Show HN: Beautiful React UI components for your next project - reactivex
https://github.com/appbaseio/reactivesearch/blob/dev/README.md
======
reactivex
Hi HN! This is a Show for the 2.0 release of ReactiveSearch.

What is this for:

\- Building data-driven apps with React (or React Native), e.g. search UIs,
dashboards, feeds.

\- Building Elasticsearch UIs: components can query an Elasticsearch index
that is hosted anywhere and supports all major ES versions (v2, v5 and v6).

Key highlights in this release:

\- Compatible with any Elasticsearch index hosted anywhere.

\- Comes with over 30 pre-built components which are common in building data-
driven UIs.

\- Can be extended to work with your own UI components. (Really handy if
already have a designed component and want it to work with Elasticsearch).

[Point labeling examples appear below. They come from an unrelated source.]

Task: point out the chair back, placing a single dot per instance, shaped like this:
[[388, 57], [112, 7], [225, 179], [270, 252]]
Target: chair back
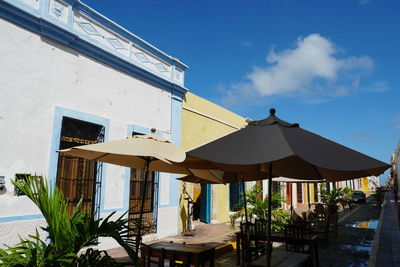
[[261, 227], [295, 237], [247, 228]]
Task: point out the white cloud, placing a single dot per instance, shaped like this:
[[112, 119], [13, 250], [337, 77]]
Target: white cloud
[[311, 69], [363, 138], [364, 2], [397, 122], [246, 44]]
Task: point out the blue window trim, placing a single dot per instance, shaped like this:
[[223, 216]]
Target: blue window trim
[[59, 113], [27, 217], [129, 130], [38, 21]]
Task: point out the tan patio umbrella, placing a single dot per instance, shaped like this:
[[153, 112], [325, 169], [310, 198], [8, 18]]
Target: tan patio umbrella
[[279, 148], [291, 180], [146, 152]]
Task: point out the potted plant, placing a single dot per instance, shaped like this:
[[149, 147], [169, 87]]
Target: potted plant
[[378, 196], [69, 236], [332, 199], [258, 207]]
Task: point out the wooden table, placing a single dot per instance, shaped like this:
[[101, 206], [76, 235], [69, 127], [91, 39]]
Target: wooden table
[[281, 258], [190, 254], [278, 237]]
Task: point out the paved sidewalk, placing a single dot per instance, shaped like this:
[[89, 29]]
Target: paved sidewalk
[[386, 247]]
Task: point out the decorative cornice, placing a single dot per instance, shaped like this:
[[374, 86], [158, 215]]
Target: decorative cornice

\- We also provide designer templates of all our components, which is helpful
for creating pixel-perfect UIs.

\- Consistent API for web and native mobile apps (Native version of the lib is
in alpha today)

You can see a post for building an e-commerce UI using Reactivesearch -
codeburst.io/how-to-build-an-e-commerce-search-ui-with-react-and-
elasticsearch-a581c823b2c3.

A lot of sweat and love has gone into building this, would appreciate any
helpful feedback, improvements we can make, or issues you may be seeing. :-)

------
lecarore
The title made me think it was just another materialize fork, while it's
actually an Elasticsearch UI lib, maybe that's the reason you didn't get they
much attention. Nice work, I'd suggest a repost with a less generic title ;)